When we reached the box seats, just behind the dugout, a uniformed guard stopped us. “Tickets?”
“We’re sitting someplace else,” I blurted out. “But we have to find my dad!”
“All of you?” he asked.
“You don’t understand!” I said. “We came all the way from Connecticut. And I know he’s here. He was on the scoreboard?—”
“He’s a player?”
“No! He’s divorced! I mean, I haven’t seen him in a long time, and then I saw his face when the cameras panned the audience, and I don’t know exactly where he’s sitting, so even if you let me go down, I don’t even know if we’ll find him, but please please please let us look!”
The man pulled out a cell phone. “I’ll call the press box. They can page him for you.”
That was when I saw the flash of reddish-brown hair. And the little V-shaped grin. And the bright red shirt.
Just above the dugout. Right behind the first-base line.
“DA-A-A-A-A-AD!” I screamed.
He looked up. The V turned into an O.
Then I saw him mouth, “Kristy?”
I bolted past the guard. I nearly fell down the stairs. Dad was edging toward the aisle, stepping over people’s legs.
“Dad, it’s me!”
I stopped. He stopped. We were both in the aisle now. I was standing one step above him.

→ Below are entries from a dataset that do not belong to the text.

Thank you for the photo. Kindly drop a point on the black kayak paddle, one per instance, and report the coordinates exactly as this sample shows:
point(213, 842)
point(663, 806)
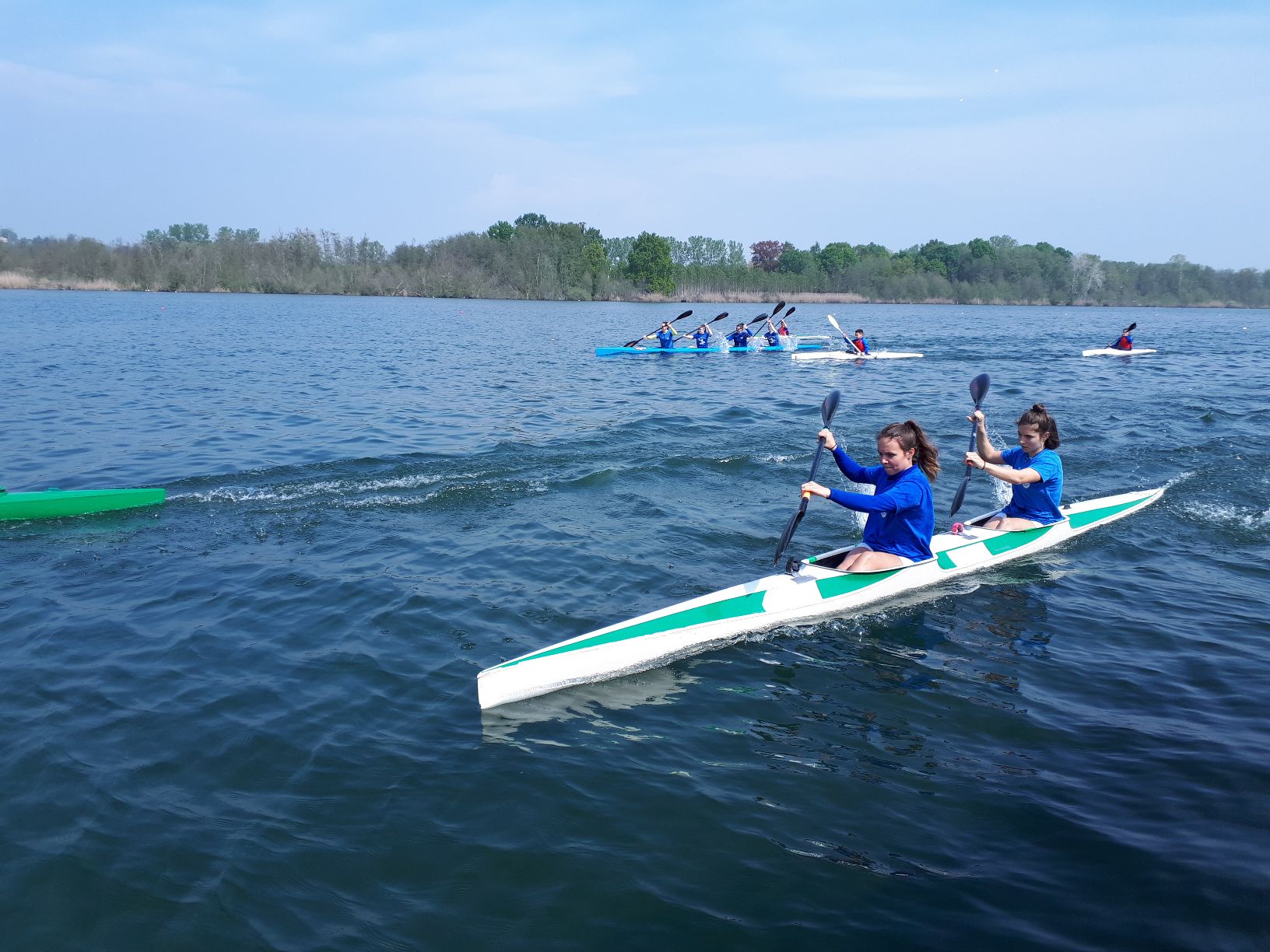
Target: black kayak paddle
point(633, 343)
point(978, 391)
point(1113, 345)
point(827, 409)
point(689, 333)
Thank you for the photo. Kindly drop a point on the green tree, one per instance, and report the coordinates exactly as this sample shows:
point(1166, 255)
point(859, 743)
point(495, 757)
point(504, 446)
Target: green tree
point(188, 233)
point(766, 255)
point(793, 261)
point(837, 257)
point(982, 249)
point(649, 263)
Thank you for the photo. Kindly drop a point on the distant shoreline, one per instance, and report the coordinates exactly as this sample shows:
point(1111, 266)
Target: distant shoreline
point(739, 297)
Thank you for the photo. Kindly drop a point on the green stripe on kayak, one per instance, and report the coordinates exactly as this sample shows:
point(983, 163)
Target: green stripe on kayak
point(850, 582)
point(1081, 520)
point(54, 503)
point(721, 611)
point(1014, 540)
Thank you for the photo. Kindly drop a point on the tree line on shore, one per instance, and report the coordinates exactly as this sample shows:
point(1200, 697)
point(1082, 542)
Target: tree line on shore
point(542, 259)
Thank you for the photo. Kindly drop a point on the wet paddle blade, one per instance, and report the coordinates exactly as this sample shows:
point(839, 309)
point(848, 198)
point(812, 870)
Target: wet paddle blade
point(980, 389)
point(960, 494)
point(789, 530)
point(830, 407)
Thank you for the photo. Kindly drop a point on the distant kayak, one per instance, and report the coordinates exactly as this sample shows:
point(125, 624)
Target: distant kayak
point(54, 503)
point(850, 355)
point(1113, 352)
point(672, 351)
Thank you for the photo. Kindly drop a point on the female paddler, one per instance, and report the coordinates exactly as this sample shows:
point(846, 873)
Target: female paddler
point(1033, 469)
point(900, 510)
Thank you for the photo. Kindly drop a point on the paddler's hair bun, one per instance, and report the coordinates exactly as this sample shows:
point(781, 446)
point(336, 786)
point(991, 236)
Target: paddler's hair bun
point(1039, 418)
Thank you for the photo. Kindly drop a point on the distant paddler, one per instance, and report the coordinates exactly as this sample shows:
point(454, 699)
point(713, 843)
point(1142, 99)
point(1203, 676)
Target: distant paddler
point(1033, 469)
point(741, 337)
point(1125, 341)
point(902, 508)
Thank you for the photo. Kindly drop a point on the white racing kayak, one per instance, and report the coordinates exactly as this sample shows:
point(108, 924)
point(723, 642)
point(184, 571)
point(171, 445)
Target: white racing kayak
point(852, 355)
point(813, 590)
point(1113, 352)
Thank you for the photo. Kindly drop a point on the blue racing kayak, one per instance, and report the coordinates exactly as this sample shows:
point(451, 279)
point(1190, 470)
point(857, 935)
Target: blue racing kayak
point(672, 351)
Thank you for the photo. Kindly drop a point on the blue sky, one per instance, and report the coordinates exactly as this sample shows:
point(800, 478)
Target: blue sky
point(1133, 130)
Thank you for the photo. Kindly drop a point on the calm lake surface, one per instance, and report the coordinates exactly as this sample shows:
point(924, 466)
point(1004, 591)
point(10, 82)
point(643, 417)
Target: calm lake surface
point(247, 720)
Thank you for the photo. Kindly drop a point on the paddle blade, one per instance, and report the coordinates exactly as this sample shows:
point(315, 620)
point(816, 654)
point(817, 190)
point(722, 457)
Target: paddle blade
point(830, 407)
point(960, 494)
point(980, 389)
point(789, 530)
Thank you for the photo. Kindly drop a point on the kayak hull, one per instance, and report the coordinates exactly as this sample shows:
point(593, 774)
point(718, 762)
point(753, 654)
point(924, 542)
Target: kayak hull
point(675, 351)
point(848, 355)
point(56, 504)
point(814, 590)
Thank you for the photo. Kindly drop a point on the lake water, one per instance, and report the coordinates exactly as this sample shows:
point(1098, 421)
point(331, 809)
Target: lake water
point(248, 719)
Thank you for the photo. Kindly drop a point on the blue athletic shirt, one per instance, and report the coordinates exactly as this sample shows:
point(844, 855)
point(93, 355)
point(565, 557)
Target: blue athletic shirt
point(1038, 502)
point(900, 510)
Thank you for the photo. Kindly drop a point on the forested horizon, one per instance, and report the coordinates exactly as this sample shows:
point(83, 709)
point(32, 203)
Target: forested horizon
point(535, 258)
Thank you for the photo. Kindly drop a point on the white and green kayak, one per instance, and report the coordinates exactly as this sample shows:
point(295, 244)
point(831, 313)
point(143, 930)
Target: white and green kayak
point(856, 355)
point(813, 590)
point(1113, 352)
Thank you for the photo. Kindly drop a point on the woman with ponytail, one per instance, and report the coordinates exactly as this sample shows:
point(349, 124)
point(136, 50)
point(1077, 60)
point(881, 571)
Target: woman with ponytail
point(900, 510)
point(1033, 469)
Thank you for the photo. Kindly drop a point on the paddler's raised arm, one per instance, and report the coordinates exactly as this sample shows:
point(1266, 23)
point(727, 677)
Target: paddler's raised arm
point(848, 467)
point(987, 452)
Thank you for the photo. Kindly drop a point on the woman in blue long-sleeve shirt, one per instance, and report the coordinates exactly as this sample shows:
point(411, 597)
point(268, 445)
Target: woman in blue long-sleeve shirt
point(900, 510)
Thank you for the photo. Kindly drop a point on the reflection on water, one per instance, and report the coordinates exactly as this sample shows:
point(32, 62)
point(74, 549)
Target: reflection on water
point(587, 701)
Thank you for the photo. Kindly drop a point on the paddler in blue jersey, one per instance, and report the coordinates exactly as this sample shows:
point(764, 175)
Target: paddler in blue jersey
point(741, 337)
point(1033, 469)
point(900, 509)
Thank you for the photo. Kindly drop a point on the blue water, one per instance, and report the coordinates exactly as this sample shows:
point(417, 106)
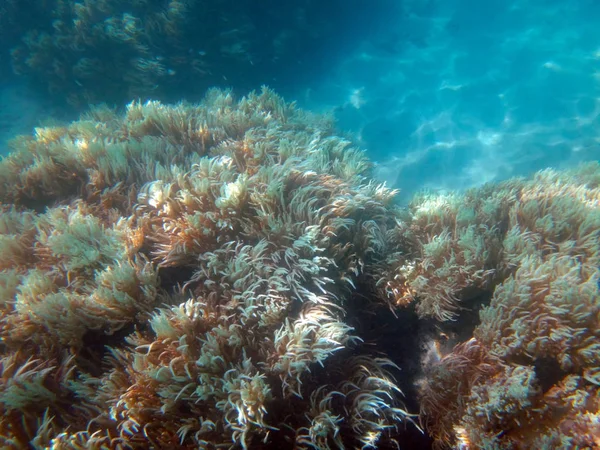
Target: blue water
point(444, 94)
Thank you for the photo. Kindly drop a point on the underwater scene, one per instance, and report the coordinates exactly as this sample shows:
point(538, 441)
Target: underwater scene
point(232, 224)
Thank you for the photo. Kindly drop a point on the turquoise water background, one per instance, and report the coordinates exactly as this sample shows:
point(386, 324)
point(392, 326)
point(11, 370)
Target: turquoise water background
point(446, 94)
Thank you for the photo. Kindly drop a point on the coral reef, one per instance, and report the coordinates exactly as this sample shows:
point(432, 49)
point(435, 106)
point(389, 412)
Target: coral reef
point(528, 378)
point(176, 278)
point(212, 276)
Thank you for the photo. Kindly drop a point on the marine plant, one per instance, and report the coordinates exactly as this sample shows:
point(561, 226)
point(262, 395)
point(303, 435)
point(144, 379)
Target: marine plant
point(176, 277)
point(529, 376)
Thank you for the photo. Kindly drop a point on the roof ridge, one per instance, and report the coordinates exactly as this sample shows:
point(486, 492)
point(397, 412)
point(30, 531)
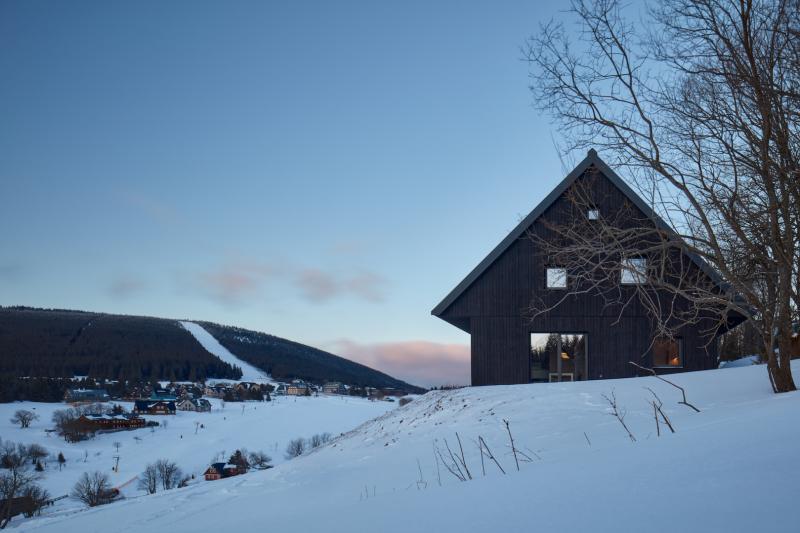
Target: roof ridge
point(592, 158)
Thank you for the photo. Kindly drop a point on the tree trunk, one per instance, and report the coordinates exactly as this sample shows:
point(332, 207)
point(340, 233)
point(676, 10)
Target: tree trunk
point(780, 364)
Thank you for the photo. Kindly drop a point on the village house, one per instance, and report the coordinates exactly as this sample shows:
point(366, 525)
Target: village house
point(200, 405)
point(111, 422)
point(297, 388)
point(220, 470)
point(150, 407)
point(334, 387)
point(163, 395)
point(86, 395)
point(580, 337)
point(215, 391)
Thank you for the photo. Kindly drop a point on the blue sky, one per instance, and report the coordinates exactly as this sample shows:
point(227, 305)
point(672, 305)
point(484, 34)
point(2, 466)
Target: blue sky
point(325, 172)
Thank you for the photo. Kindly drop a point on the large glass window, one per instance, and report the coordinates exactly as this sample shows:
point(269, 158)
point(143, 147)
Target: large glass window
point(556, 278)
point(634, 271)
point(668, 352)
point(558, 357)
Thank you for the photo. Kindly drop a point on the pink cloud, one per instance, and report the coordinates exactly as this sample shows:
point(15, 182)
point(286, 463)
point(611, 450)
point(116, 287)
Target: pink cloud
point(238, 282)
point(418, 362)
point(318, 286)
point(235, 282)
point(124, 287)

I didn’t know what to do. Hug him? Scream at him? Jump into his arms? Stomp away? My mind was a tangle.
His eyes were watery.
“Hi, pal,” he said.
At the sound of his voice, I had to catch my breath. I remembered the last time I’d heard that voice in my house, when I was little. I remembered the words it had used. Words that traveled through the walls. Words that made Mom cry and made me pull my pillow around my ears.